Sur la demande de dommages et intérêts pour résistance abusive
La demande ne relève pas de la compétence du président statuant selon la procédure accélérée au fond. Elle sera déclarée irrecevable.
Sur les demandes accessoires
Aux termes de l’article 696 du code de procédure civile, la partie perdante est condamnée aux dépens, à moins que le juge, par décision motivée, n’en mette la totalité ou une fraction à la charge d’une autre partie.
L’article 700 du code de procédure civile dispose que le juge condamne la partie tenue aux dépens ou qui perd son procès à payer, à l’autre partie la somme qu’il détermine, au titre des frais exposés et non compris dans les dépens, en tenant compte de l’équité ou de la situation économique de la partie condamnée.
Au vu du sens de la présente décision, Monsieur [Z] sera condamné à payer à Madame [Y] la somme de 1.500 euros sur le fondement de l’article 700 du code de procédure civile, outre sa condamnation aux entiers dépens.

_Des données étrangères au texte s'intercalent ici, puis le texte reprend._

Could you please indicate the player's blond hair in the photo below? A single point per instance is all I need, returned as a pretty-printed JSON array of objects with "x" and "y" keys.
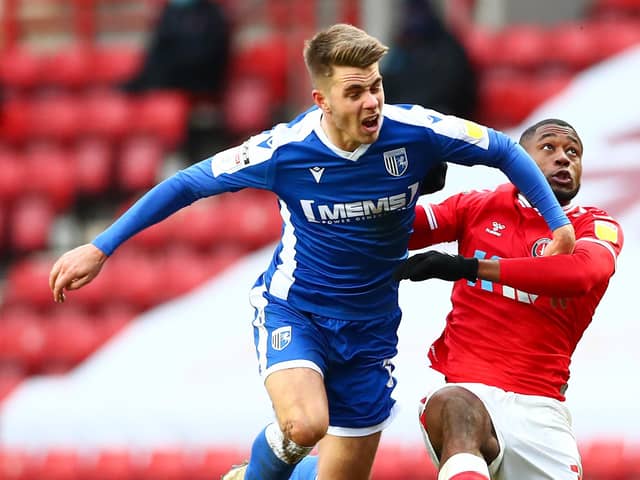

Le présent jugement est exécutoire à titre provisoire, conformément aux dispositions de l’article 481-1 6° du code de procédure civile.
PAR CES MOTIFS
Statuant selon la procédure accélérée au fond par jugement réputé contradictoire et en premier ressort, par mise à disposition au greffe,
Autorise Madame [K] [D] [Y] à vendre seule au prix minimum net vendeur de 95.000 euros le bien immobilier situé à [Adresse 12] ;
Ordonne la consignation du prix de vente auprès de la SELAS [16], notaires sis [Adresse 2] ;
Déclare irrecevable Madame [K] [Y] en sa demande de dommages et intérêts pour résistance abusive, selon la procédure accélérée au fond ;
Condamne Monsieur [J] [Z] à régler Madame [K] [D] [Y] la somme de 1.500 euros au titre de l’article 700 du Code de procédure civile ;
Condamne Monsieur [J] [Z] aux entiers dépens ;
Rappelle que la présente décision est assortie de l’exécution provisoire en application des dispositions de l’article 481-1 6° du Code de procédure civile ;
Prononcé par mise à disposition au greffe le 04 MARS 2025 par Béatrice LE BIDEAU, Vice-Présidente, assistée de Carla LOPES DOS SANTOS, Greffier, lesquelles ont signé la minute de la présente décision.